Bütün bunlar için bölgesel büyük bir gücün doğacak boşluğu doldurması, nazım rol oynaması gerekir. Bu, Türkiye'dir. Türkiye'nin üç önemli sorunu var: a) Devlet hâlâ kayıt-dışı siyasetin, yani cunta ve çetelerin etkisinden kurtulmuş değil. Ergenekon davası devleti bunlardan temizleme işlemidir. b) Ekonomik olarak çok daha büyük bir güç olabilir. Bunun için hem kamu hem özel sektörün daha verimli ve etkin işlemesi lazım. Bir darbe daha olsa -28 Şubat gibi- kamu kaynakları bir kere daha hortumlanacak. c) Ve tabii Kürt sorunu bir hal yoluna girmelidir. Amerika ve Batı'yı bölge, bölgeyi Türkiye, Türkiye'yi sorunları tıkamış durumda.

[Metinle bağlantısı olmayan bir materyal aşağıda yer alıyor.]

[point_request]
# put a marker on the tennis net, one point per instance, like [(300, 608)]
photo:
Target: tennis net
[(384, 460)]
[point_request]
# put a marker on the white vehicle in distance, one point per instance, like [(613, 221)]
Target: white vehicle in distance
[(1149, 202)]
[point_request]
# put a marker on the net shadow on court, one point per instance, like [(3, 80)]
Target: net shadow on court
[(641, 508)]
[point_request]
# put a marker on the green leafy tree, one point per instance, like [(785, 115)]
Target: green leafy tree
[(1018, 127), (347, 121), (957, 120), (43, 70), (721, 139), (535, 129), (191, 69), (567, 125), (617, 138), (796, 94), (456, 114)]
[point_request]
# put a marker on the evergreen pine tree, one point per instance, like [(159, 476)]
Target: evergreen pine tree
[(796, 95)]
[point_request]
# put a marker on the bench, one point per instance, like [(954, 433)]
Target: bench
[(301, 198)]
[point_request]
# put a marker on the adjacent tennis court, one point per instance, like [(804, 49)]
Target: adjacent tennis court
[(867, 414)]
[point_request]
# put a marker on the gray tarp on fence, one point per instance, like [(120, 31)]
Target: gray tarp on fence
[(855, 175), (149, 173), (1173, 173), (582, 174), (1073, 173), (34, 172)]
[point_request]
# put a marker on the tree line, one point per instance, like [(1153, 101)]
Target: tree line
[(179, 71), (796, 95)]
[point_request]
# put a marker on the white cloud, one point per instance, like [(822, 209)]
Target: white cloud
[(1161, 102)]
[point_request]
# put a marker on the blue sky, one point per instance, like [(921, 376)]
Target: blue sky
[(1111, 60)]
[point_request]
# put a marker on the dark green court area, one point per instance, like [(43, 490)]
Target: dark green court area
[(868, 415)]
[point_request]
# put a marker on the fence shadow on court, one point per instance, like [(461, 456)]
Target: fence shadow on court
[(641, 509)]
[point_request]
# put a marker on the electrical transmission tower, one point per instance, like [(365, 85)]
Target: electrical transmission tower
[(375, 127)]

ABD'ye göre bundan sonra askerî darbe dönemleri sona ermiştir. Şiddet ve terörle sorunlarını çözmeye çalışan örgütlerin de miadı dolmuştur. Herkes sorunlarını siyasi zeminlerde, diyalog ve müzakere ile çözme yolunu seçmelidir. Tamil gerillaları gibi PKK da yol ayrımına gelmiş bulunmaktadır.
Öngörü böyle. Burada bizler külahımızı önümüze koyup düşünmeliyiz:
Sünniler ve Şiiler-Aleviler; Türkler ve Kürtler, Araplar ve Türkmenler; İranlılar ve Mısırlılar; 19 ve 20. yüzyıllardaki gibi ulus devlet peşinde koşmanın boş olduğunu anlamış bulunan Yahudiler, Ermeniler, Süryaniler, Kıptiler, Maruniler... Eski halin muhal olduğu besbelli. Bugüne kadar izmihlal içinde yaşadık. Bizim için hangisi daha iyi? Bize dayatılan değişim projelerine zorla dahil olmak mı; yoksa kendimiz bir araya gelmek, aramızda diyalog kurmak ve kendi iç dinamiklerimizle değişme iradesini ve azmini göstermek mi?